Rita aux États-Unis : choix techniques et industriels
Au cours des années 70, la France avait donc lancé le programme qui ne s’appelait pas encore RITA alors que les pays anglo-saxons, Grande-Bretagne, États-Unis, Canada et Australie, avaient commencé à avoir une pensée commune sur le futur réseau tactique. Cela s’était traduit par un certain nombre de projets d’études qui avaient successivement été nommés Obart puis Mallard. Mais à la fin de la décennie 60-70, la Grande-Bretagne se retirait du groupe pour concevoir son propre système : les États-Unis restaient à côté du Canada et de l’Australie devenus simples observateurs, les premiers voulant bâtir eux-mêmes leur programme.
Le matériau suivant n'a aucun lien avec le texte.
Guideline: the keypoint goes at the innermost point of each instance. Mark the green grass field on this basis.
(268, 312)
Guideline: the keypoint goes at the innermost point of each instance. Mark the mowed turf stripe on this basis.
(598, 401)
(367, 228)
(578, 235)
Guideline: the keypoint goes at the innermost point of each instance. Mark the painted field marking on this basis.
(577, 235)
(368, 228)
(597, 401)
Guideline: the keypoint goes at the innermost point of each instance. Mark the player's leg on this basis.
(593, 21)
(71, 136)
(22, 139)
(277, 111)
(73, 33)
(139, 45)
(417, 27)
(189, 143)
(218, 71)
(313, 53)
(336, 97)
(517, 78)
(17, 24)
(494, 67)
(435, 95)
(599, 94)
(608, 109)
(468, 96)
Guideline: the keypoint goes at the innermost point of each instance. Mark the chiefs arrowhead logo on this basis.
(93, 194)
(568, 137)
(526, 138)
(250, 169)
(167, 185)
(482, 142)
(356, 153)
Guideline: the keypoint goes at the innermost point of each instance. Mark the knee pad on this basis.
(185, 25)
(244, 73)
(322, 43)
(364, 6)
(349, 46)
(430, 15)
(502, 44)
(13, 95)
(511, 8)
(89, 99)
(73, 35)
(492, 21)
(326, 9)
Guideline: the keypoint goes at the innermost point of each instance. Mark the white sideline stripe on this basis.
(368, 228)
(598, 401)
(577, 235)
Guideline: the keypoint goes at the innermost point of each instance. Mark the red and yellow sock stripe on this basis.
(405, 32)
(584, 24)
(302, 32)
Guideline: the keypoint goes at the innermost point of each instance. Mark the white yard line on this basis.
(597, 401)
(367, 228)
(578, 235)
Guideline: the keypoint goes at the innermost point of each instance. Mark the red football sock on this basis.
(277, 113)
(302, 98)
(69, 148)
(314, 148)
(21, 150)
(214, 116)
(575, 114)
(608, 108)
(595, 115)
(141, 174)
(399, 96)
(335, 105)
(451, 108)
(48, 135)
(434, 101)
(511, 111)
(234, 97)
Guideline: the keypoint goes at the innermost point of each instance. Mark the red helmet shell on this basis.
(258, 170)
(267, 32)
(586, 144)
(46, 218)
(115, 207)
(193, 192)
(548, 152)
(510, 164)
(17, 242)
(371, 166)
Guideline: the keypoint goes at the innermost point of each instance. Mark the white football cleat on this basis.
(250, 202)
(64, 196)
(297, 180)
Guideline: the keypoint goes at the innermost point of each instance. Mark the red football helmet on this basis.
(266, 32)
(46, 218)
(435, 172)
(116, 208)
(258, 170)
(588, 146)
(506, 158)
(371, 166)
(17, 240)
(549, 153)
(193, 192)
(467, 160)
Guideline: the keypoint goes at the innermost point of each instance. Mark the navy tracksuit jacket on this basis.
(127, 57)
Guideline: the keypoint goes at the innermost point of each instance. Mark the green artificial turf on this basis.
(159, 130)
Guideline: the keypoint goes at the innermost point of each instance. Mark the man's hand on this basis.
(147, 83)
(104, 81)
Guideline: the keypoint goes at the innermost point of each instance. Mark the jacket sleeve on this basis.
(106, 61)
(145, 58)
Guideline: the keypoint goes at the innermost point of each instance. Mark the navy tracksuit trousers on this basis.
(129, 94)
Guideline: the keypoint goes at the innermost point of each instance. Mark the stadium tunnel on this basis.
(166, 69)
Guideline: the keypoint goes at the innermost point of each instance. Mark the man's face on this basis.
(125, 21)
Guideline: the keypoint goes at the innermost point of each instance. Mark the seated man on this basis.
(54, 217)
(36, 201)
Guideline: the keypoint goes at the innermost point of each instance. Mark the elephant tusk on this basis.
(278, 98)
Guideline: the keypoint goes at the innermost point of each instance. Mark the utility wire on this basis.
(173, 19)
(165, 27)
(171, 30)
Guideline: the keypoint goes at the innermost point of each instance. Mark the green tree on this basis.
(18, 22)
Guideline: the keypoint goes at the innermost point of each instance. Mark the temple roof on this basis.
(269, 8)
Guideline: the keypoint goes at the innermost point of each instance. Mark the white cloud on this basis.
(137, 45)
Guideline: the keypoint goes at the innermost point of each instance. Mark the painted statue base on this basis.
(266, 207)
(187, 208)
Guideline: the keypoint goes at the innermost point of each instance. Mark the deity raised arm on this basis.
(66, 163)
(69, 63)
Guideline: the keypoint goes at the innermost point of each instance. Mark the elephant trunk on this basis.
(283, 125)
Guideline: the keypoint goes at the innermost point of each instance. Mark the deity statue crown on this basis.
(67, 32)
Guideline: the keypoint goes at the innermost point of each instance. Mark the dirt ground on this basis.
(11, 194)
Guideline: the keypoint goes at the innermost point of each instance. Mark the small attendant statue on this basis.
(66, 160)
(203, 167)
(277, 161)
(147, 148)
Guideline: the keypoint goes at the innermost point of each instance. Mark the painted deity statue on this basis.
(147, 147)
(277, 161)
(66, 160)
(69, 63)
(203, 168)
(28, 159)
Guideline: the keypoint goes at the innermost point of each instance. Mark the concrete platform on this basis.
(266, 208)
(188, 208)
Donc, tandis que la France s’engageait dans le RITA, la Grande-Bretagne s’appliquait à mettre au point le Ptarmigan et les États-Unis étudiaient le Tritac.
Autant pourrait-on dire que le Ptarmigan et le RITA sont destinés à répondre à des besoins à peu près identiques, autant il était évident que le programme Tritac était d’une tout autre portée : d’ailleurs, son nom suffit à s’en rendre compte, puisque Tritac signifie la desserte simultanée de l’armée de l’air, de l’armée de terre et du marine corps.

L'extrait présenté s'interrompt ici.